Leading Schools Program

The Leading Schools Program (LSP) is a one-year certificate program that engages international and national teams of educators in online discussions and onsite residencies at High Tech High schools. Participants collaborate with, and are mentored by, current High Tech High educators as they create and carry out a leadership project that “addresses and authentic need or issue at their home schools."

===UnBoxed: Journal and Speaker Series===

UnBoxed is a peer-reviewed journal published twice annually by the High Tech High Graduate School of Education. Articles feature reflections on practice, project descriptions, and remarks on current policy. Contributors have included current faculty and graduate school students, as well as educators and researchers from various national and international institutions.
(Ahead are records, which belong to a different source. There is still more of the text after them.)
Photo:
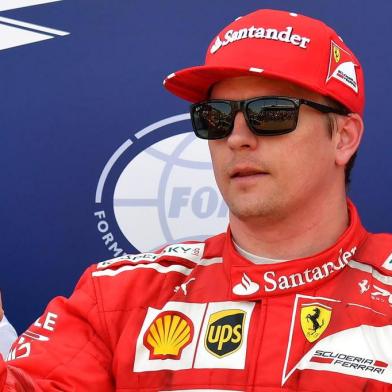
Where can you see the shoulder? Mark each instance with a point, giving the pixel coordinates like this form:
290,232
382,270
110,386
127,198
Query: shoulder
377,251
184,255
174,262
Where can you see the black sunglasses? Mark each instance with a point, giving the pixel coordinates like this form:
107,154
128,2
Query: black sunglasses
265,116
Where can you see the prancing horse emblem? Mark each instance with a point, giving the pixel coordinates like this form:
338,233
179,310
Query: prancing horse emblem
314,320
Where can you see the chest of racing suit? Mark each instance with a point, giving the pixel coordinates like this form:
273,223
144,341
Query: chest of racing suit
198,316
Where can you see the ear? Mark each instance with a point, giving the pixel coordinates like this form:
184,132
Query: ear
348,137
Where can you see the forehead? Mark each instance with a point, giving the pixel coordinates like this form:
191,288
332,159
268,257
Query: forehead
245,87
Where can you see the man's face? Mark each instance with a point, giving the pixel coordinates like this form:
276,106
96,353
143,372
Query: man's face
273,176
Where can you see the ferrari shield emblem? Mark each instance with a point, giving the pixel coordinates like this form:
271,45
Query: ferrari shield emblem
336,53
314,320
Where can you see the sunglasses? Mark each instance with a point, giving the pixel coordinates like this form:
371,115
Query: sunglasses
265,116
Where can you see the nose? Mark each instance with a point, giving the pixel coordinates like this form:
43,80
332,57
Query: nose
241,136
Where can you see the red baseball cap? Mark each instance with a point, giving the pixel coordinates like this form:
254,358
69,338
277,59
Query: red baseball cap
282,45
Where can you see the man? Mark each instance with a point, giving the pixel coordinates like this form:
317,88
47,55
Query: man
296,296
7,332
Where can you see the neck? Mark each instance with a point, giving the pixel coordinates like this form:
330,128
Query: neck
307,231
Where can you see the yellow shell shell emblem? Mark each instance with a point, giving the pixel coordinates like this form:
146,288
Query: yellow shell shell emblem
315,319
168,335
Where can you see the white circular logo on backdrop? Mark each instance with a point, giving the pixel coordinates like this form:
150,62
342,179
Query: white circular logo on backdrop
162,190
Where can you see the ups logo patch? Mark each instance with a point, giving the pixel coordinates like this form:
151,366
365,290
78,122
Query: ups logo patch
225,332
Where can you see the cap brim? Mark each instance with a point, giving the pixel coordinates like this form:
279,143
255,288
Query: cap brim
193,84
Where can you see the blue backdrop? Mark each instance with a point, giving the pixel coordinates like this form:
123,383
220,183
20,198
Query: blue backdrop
69,102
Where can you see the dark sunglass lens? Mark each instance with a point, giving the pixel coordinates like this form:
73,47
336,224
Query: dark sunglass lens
272,115
212,120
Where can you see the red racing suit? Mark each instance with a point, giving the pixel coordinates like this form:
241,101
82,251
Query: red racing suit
198,316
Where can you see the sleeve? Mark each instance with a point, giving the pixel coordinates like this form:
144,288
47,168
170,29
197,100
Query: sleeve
7,336
64,350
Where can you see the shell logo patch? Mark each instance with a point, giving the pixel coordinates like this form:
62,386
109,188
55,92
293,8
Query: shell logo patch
168,335
314,320
224,332
341,67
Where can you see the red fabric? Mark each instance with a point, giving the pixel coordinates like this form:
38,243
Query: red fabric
117,331
299,49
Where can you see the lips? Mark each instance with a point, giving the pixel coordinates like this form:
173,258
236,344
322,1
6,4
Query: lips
239,172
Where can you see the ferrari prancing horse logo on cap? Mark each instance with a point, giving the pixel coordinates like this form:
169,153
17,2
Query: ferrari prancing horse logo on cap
314,320
341,67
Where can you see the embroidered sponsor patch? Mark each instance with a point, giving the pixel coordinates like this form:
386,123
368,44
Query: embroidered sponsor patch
172,337
341,67
168,335
287,35
225,332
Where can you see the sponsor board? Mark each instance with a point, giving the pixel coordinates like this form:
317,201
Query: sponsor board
158,188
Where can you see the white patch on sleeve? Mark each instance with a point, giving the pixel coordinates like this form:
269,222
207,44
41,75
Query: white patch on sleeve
341,353
388,263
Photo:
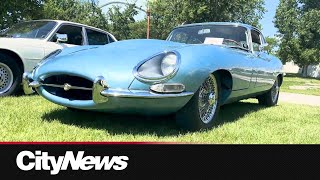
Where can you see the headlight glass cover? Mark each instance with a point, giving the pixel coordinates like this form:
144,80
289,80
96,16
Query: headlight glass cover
159,67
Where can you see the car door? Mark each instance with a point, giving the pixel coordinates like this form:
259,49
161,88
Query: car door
263,66
75,36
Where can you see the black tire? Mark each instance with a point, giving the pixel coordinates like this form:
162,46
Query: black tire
270,98
8,63
75,110
189,117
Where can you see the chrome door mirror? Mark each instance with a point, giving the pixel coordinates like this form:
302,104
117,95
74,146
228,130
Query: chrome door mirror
62,37
262,47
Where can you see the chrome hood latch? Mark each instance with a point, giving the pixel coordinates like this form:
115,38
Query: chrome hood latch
99,85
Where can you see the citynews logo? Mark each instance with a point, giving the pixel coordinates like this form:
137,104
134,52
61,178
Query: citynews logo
42,161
As part of the Education UnBoxed Speaker Series, educators such as co-founder of The Civil Rights Project, Gary Orfield, Professor James Gee, and co-author of Disrupting Class: How Disruptive Education Will Change the Way the World Learns, Michael Horn, have spoken on campus and through interactive, online platforms such as Elluminate. In addition, the graduate school hosts monthly “Collegial Conversations” in which educators are invited to discuss student work, methods of assessment, and developing projects using conversation protocols.